This is a tricky balance to get right. If a camera is too restrained in how it processes images, they’ll look flat and lifeless, but boost them too much and they’ll start to look silly and amateurish. Happily, Apple’s gentle tweaks here do seem to have struck the right balance: The images above show the extra punch the 6s’s photos have, but the subtlety of the tones in this Hydrangea’s petals are even more deftly rendered by the 6s compared to the 6.

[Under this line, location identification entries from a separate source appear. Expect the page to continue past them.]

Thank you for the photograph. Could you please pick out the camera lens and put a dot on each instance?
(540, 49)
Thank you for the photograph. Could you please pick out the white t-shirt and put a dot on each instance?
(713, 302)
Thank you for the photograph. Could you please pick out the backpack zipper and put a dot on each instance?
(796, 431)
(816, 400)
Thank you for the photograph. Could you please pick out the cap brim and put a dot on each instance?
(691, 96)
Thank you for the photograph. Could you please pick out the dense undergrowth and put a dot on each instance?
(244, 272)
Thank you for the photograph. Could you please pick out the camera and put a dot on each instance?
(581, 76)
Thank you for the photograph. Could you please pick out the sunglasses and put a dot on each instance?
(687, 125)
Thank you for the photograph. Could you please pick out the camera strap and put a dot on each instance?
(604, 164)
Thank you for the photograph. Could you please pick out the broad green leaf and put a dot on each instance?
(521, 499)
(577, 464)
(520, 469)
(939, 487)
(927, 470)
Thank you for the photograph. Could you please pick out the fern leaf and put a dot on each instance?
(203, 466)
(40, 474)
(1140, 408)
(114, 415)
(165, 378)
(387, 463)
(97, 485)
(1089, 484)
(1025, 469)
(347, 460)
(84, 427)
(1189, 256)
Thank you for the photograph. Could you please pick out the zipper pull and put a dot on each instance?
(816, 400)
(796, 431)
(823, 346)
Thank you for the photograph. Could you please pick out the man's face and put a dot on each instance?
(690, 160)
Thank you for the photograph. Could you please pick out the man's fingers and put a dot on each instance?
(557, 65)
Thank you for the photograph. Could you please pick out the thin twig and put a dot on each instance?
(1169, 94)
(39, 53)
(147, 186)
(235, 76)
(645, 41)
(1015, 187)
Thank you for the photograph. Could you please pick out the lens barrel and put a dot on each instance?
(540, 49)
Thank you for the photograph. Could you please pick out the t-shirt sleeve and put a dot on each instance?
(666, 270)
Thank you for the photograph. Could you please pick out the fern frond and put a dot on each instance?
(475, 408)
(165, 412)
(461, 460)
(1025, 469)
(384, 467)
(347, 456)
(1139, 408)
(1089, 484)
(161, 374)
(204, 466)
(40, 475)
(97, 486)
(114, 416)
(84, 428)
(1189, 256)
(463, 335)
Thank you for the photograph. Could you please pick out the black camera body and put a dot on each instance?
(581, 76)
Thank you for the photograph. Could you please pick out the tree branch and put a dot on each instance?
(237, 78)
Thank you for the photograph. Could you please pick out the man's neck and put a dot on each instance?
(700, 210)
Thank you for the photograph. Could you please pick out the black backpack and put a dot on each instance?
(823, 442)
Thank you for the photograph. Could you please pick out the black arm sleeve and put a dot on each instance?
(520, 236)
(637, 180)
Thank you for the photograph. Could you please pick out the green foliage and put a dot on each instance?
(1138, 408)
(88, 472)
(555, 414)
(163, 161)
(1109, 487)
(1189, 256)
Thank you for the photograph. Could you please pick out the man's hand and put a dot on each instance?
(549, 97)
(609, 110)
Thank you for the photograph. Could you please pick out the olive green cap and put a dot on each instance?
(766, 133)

Thanks to these tweaks, the iPhone 6s demonstrates noticeably better dynamic range in its shots compared to the iPhone 6. The iPhone 6 is still a superb smartphone camera (and overall “a very good camera” if you remove the “smartphone” caveat), but look closely at this shot—which is a very tricky one to get right, with its brightness, shadows and fine detail—and you’ll see that the 6s fares better:
Look closely at the point where the individual leaves join at the stem—see how the 6s manages to hold onto detail and subtlety in the bright areas of the leaf that the 6 is beginning to give up on? Some might prefer the 6’s shot overall, but the 6s has captured more detail and nuance, and so you have the option of retaining it or blowing out the highlights a bit for a more in-your-face shot.

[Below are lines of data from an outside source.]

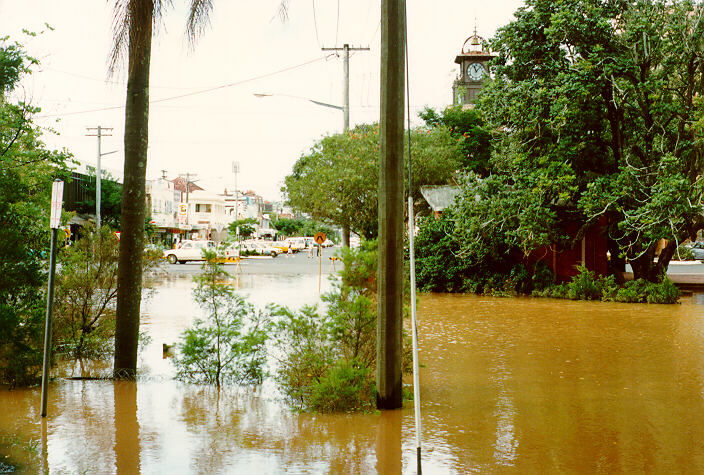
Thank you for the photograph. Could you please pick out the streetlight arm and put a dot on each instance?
(324, 104)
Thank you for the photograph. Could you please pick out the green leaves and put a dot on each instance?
(228, 346)
(597, 114)
(337, 180)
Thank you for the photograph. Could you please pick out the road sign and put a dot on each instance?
(57, 200)
(319, 238)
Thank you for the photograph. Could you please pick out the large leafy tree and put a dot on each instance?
(133, 27)
(599, 112)
(337, 180)
(27, 169)
(467, 126)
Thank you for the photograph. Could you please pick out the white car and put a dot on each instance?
(188, 251)
(256, 248)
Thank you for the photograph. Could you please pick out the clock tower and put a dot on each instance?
(474, 70)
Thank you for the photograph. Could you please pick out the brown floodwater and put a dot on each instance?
(507, 385)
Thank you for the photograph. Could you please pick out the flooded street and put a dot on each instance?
(507, 385)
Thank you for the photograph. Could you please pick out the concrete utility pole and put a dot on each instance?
(390, 271)
(236, 170)
(346, 110)
(98, 173)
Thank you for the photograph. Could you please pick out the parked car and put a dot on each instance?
(232, 251)
(698, 250)
(188, 251)
(297, 243)
(258, 249)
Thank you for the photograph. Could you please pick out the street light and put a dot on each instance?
(345, 127)
(319, 103)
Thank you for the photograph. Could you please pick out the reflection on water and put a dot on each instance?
(507, 385)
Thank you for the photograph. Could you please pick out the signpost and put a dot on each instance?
(57, 194)
(319, 238)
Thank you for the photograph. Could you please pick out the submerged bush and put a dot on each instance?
(327, 361)
(86, 295)
(587, 286)
(346, 386)
(228, 346)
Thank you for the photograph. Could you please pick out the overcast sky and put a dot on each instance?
(247, 49)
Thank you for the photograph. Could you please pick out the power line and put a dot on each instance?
(337, 27)
(202, 91)
(315, 24)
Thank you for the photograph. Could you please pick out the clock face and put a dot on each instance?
(475, 71)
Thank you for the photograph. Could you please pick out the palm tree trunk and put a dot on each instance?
(129, 292)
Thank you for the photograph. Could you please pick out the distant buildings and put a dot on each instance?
(180, 209)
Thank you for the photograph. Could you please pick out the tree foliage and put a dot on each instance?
(328, 359)
(302, 227)
(597, 112)
(467, 126)
(228, 346)
(86, 289)
(110, 199)
(246, 227)
(337, 180)
(27, 170)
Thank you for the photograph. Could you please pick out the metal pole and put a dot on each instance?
(414, 327)
(346, 90)
(56, 205)
(97, 182)
(47, 325)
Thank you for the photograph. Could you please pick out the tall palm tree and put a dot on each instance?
(133, 26)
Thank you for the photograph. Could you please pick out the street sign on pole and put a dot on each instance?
(319, 238)
(57, 195)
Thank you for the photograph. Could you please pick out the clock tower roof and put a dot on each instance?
(473, 49)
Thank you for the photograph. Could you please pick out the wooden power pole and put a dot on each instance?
(391, 211)
(346, 112)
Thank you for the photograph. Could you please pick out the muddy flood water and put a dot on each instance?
(507, 385)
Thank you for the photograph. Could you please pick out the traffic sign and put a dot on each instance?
(319, 238)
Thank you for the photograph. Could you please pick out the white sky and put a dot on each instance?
(204, 133)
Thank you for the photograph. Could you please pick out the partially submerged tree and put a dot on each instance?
(229, 344)
(27, 170)
(133, 26)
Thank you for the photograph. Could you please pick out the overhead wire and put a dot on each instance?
(195, 93)
(411, 249)
(315, 24)
(337, 27)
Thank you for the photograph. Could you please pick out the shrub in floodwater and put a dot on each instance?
(642, 291)
(86, 295)
(586, 286)
(346, 386)
(229, 345)
(327, 360)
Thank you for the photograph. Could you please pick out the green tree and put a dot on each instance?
(468, 127)
(246, 227)
(134, 21)
(597, 108)
(86, 289)
(27, 170)
(110, 199)
(229, 344)
(303, 227)
(337, 180)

The back-facing camera’s performance in low light is slightly improved in the 6s over the 6, but there’s not much in it, and that’s entirely consistent with what’s happened to the sensor—that is, it had its resolution bumped, but intelligently and cleverly. Witness this shot at dusk, where I’ve deliberately had the iPhone boost the exposure above what it wanted to produce by tapping on the building on the left:
Look at how smudgy the detail is in the reflection under the lawn at the left in the shot from the iPhone 6 compared to the 6s, and note how generally better processed the 6s’s shot is overall—richer, less washed out.